А вот с собакой все было достоверно, хотя тоже многое не совсем понятно. Непонятно, как оказалась она у гроба. Ведь до этого ее никто не видел. Когда выносили гроб со двора и ставили на телегу, она лежала в непод­вижности на том же месте, что и сутки назад. За ночь и полдня, правда, разбухла, как и хозяин ее уже в гробу. Попыталась приподняться, встать на ноги, но не смогла, по-щенячьи загребая лапами, отползла только немного в сторону. Осталась лежать под забором, когда похорон­ная процессия двинулась по улице, казалось, околела. А у кладбища объявилась, будто с того света пришла. Под­жав хвост, подгреблась к Степану, лизнула, словно поце­ловала его деревянную ногу, которая, казалось, единствен­но и держит его теперь на земле, так он налег на нее, вкопытился в песок.

– Иуда. Иудин поцелунок, - тихо обронил Степан. Но расслышали все. Расслышала, похоже, и собака, пото­му что, не поднимая головы, повернулась с натугой смертельно больного человека, путаясь в собственных ногах, поплелась к забору. Легла у забора и больше не поднялась. Околела у кладбищенской ограды. Уже на следующий день Степан оттянул ее в сторону и прикопал.

Собака еще умащивалась на пыльной прикладбищенской полыни, а землю огласил такой стон и вой, что взметнулись вверх листья и ветви дубов, черными шапками взви­лось над верхушками деревьев воронье. Под этот вой и грай шустрым чертиком подскочил к Степану и стал рядом с ним под крест отчего-то плачущий дед Гаврила, дед Гав.

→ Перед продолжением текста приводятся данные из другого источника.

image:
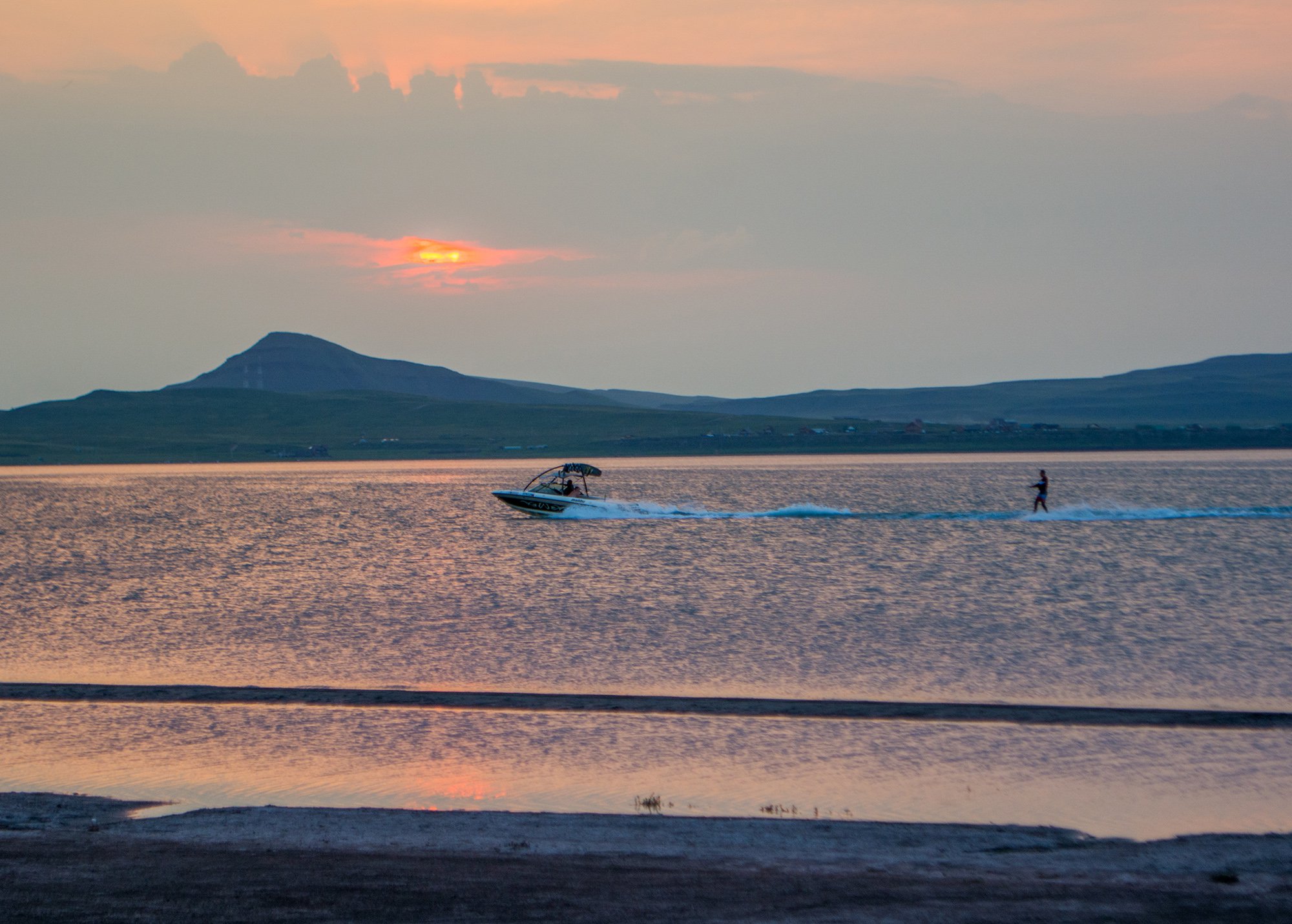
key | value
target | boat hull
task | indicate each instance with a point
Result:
(543, 505)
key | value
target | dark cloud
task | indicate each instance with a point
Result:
(941, 235)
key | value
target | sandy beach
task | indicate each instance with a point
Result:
(72, 857)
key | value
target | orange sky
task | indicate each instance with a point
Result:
(1073, 54)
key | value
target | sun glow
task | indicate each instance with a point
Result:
(440, 252)
(428, 262)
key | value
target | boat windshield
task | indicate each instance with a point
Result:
(569, 480)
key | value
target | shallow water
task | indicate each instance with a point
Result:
(1157, 580)
(1112, 783)
(412, 575)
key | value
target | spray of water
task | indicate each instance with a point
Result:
(625, 510)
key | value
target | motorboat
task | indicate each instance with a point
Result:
(555, 491)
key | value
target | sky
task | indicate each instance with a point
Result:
(701, 198)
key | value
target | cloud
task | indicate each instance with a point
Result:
(769, 231)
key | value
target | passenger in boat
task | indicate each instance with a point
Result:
(1042, 491)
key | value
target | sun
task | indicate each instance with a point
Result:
(439, 252)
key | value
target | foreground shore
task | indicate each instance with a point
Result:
(81, 857)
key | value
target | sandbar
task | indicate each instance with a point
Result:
(1034, 714)
(67, 857)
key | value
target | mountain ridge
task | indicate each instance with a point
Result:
(1246, 390)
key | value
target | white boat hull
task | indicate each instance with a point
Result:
(545, 505)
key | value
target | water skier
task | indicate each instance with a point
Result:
(1042, 491)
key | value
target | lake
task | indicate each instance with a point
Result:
(1157, 580)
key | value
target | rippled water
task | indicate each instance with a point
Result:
(413, 575)
(1122, 783)
(1156, 580)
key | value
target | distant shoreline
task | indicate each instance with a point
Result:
(1029, 714)
(1039, 444)
(247, 426)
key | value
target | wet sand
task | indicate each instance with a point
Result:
(79, 857)
(667, 705)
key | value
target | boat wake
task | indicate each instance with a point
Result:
(627, 510)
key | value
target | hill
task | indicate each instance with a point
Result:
(299, 363)
(1253, 391)
(244, 425)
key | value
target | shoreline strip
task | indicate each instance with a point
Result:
(662, 705)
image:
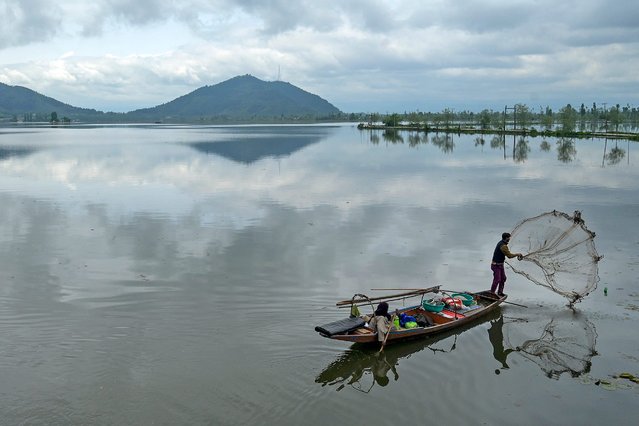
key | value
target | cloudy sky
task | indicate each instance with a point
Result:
(361, 55)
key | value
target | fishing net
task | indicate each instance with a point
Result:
(559, 253)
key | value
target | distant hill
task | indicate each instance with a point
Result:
(239, 99)
(24, 103)
(243, 98)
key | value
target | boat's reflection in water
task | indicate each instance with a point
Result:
(565, 343)
(362, 367)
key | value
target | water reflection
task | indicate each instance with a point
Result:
(392, 136)
(521, 151)
(496, 337)
(10, 152)
(444, 142)
(251, 150)
(566, 151)
(566, 343)
(615, 155)
(364, 367)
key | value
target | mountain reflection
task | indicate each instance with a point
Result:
(8, 152)
(251, 150)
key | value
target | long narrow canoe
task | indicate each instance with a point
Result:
(356, 330)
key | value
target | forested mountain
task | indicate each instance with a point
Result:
(20, 103)
(240, 99)
(243, 98)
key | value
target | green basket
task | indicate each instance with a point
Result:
(433, 306)
(466, 299)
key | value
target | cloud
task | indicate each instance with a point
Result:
(360, 55)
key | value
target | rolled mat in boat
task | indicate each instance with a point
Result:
(341, 326)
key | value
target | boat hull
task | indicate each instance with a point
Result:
(443, 321)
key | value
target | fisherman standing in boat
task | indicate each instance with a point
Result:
(380, 321)
(497, 265)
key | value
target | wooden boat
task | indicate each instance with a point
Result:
(355, 328)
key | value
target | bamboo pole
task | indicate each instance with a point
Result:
(388, 297)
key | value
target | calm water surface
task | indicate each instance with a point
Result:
(174, 275)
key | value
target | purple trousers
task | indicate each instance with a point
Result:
(499, 278)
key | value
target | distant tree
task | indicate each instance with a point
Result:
(568, 118)
(523, 115)
(484, 119)
(547, 119)
(392, 120)
(615, 117)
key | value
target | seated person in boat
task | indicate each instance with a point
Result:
(380, 322)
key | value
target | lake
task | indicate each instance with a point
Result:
(175, 274)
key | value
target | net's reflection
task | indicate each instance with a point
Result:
(362, 367)
(564, 344)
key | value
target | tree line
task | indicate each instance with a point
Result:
(519, 117)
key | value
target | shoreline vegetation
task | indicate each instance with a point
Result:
(531, 132)
(595, 122)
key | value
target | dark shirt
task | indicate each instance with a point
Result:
(498, 255)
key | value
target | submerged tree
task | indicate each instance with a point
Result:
(568, 118)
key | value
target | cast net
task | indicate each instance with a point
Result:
(559, 253)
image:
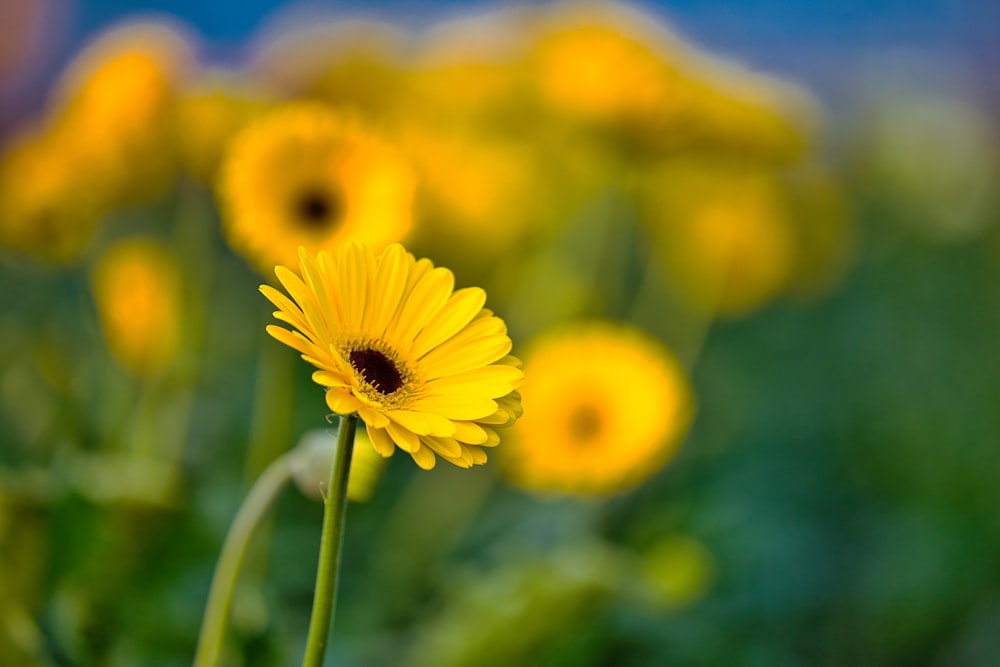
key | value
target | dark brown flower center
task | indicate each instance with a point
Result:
(378, 370)
(318, 208)
(584, 424)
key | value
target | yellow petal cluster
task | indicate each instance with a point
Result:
(425, 366)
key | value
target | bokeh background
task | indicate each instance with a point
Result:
(799, 201)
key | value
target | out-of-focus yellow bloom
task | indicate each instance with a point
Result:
(48, 208)
(209, 114)
(468, 182)
(676, 572)
(119, 95)
(138, 292)
(606, 408)
(619, 70)
(469, 67)
(423, 365)
(303, 175)
(725, 233)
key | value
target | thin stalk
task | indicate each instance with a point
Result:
(234, 549)
(331, 542)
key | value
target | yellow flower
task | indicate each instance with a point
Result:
(305, 176)
(208, 115)
(423, 365)
(607, 407)
(48, 208)
(465, 213)
(602, 70)
(726, 234)
(119, 95)
(137, 289)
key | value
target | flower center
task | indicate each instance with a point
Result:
(584, 424)
(377, 369)
(317, 208)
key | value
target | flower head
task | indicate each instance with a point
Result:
(137, 288)
(425, 366)
(608, 406)
(118, 96)
(304, 175)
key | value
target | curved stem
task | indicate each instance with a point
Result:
(334, 513)
(220, 596)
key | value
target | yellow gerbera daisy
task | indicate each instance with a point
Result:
(304, 175)
(607, 408)
(424, 366)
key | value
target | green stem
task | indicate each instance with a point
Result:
(248, 519)
(334, 513)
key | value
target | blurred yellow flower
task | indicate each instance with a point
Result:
(119, 95)
(599, 66)
(304, 175)
(423, 365)
(315, 452)
(209, 114)
(137, 289)
(607, 407)
(725, 232)
(48, 208)
(357, 65)
(466, 213)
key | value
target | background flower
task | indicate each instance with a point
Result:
(793, 199)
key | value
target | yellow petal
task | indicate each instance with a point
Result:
(306, 300)
(390, 281)
(478, 455)
(373, 417)
(292, 313)
(447, 447)
(494, 380)
(296, 341)
(318, 281)
(469, 408)
(422, 304)
(328, 379)
(461, 307)
(469, 432)
(353, 274)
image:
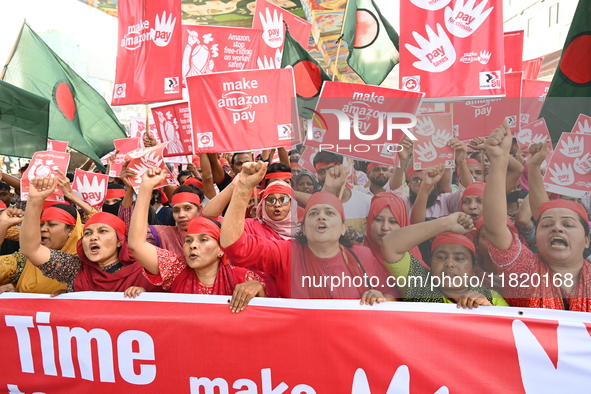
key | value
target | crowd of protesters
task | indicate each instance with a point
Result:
(484, 233)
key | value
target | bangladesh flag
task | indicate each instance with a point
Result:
(570, 91)
(24, 120)
(308, 74)
(373, 43)
(78, 114)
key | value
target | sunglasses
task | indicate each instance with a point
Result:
(283, 201)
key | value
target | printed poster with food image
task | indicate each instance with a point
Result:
(239, 111)
(433, 132)
(45, 164)
(582, 125)
(568, 169)
(452, 48)
(173, 125)
(140, 160)
(149, 52)
(368, 130)
(533, 95)
(208, 49)
(91, 187)
(272, 20)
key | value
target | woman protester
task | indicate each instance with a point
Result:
(103, 262)
(451, 277)
(202, 268)
(556, 278)
(310, 265)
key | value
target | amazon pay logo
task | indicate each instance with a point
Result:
(490, 80)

Миколка из их троицы остался один. Каменный херувимчик-ангел со своей застывшей на десятилетия улыбкой, похоже, растерялся. Раньше у него никогда не было вопроса, к кому подойти, кого напугать или осветить своей улыбкой. Видел человека, прибивался к нему и молчал с ним. А сейчас ноги понуждали его подойти и стать рядом с Гаврилой и Степаном, но что-то противилось, наверно, в нем ступить несколько коротких шажков и оказаться вместе с ними. И он то поднимал, заносил ногу, но при этом взгляд его неизменно обращался к покойнику, и тогда что-то его корежило, словно ступить предстояло в огонь, тот самый, что сорок лет назад стянул его мышцы в неразгибающуюся улыбку. И лицо его, будто охваченное тем дав­ним жаром, меняло цвет, по нему, как по металлу, пролегали полосы побежалости, оно становилось то лилово-сизым, как у Степана, то на мгновение чернело, как у покойника. Лицо как бы становилось голым и, по всему, оголяла его боль не та, давняя, приросшая и укрывшая его улыбкой, а свежая, сегодняшняя. И он так и остался со своим болящим лицом там, где его покинули Гаврила со Степаном, меж судьями и осуж­денными, выставленным на суд людской покойником, меж праведниками и грешниками. Остался один среди песка, как деревенский юродивый со своей самозаб­венной улыбкой, тоже скорее покойник, которому все равно, что здесь произойдет.